La deflazione comporta due rischi entrambi importanti. In primo luogo, gli acquirenti hanno pochi motivi per spendere i loro soldi oggi, dal momento che ci si può ragionevolmente aspettare che le merci saranno più convenienti l’anno prossimo. Questo ha un effetto smorzante sul consumo, spingendo i prezzi più verso il basso. In secondo luogo, la deflazione rende molto più difficile per i governi e gli individui pagare i loro debiti. Mentre i prezzi scendono, il valore nominale dei crediti rimane lo stesso. I debitori sono quindi costretti a utilizzare una quota maggiore del loro reddito per restituire i loro prestiti.

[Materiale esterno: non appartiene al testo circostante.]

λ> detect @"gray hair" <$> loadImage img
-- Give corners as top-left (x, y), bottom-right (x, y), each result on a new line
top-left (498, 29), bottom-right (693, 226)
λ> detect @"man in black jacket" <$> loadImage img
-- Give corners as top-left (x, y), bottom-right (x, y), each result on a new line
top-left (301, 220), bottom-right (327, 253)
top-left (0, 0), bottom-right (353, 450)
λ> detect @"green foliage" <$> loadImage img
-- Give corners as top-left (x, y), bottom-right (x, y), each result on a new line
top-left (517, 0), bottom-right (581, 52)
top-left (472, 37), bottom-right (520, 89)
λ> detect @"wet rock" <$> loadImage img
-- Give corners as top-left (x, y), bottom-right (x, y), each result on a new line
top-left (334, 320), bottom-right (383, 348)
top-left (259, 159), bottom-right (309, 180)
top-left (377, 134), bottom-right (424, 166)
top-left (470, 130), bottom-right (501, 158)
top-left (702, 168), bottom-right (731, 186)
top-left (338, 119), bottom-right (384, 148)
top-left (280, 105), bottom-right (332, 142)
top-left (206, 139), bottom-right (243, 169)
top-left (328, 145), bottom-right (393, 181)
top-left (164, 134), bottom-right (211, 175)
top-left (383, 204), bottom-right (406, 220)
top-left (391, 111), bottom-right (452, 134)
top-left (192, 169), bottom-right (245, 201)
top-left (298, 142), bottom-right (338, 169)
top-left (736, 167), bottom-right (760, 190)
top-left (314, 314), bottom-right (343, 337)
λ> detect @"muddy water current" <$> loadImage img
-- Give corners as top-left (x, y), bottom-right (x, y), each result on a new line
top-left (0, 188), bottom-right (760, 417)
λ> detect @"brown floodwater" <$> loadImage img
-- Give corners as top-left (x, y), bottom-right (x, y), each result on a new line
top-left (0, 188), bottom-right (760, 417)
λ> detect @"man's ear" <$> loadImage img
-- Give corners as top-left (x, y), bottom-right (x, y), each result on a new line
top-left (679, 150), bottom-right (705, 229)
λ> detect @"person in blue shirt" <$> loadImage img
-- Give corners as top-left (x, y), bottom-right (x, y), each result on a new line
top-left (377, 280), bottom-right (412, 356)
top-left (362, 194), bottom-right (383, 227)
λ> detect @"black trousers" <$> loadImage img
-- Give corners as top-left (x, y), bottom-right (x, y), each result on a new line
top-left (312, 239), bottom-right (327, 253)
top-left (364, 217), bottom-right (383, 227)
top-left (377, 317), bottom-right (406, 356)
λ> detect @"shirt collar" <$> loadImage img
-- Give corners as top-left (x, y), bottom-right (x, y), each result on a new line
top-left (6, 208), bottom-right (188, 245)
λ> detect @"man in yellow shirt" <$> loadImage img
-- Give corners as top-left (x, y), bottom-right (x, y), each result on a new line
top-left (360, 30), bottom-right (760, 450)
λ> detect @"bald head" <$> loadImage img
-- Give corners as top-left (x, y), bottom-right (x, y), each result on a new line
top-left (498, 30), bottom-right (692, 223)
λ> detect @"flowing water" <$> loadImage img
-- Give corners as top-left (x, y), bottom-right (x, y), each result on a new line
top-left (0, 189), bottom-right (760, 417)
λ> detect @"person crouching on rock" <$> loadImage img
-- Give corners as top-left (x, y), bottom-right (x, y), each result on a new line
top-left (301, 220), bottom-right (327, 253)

La conclusione raggiunta dalla signora Lagarde e che le banche centrali dovrebbero fare di più per sostenere i prezzi. Tuttavia, ci sono notevoli differenze tra i diversi Paesi. La minaccia di deflazione rimane un problema dei Paesi più sviluppati con molti mercati emergenti, come l’India e il Brasile, che sono alle prese con la minaccia opposta di un aumento dei prezzi.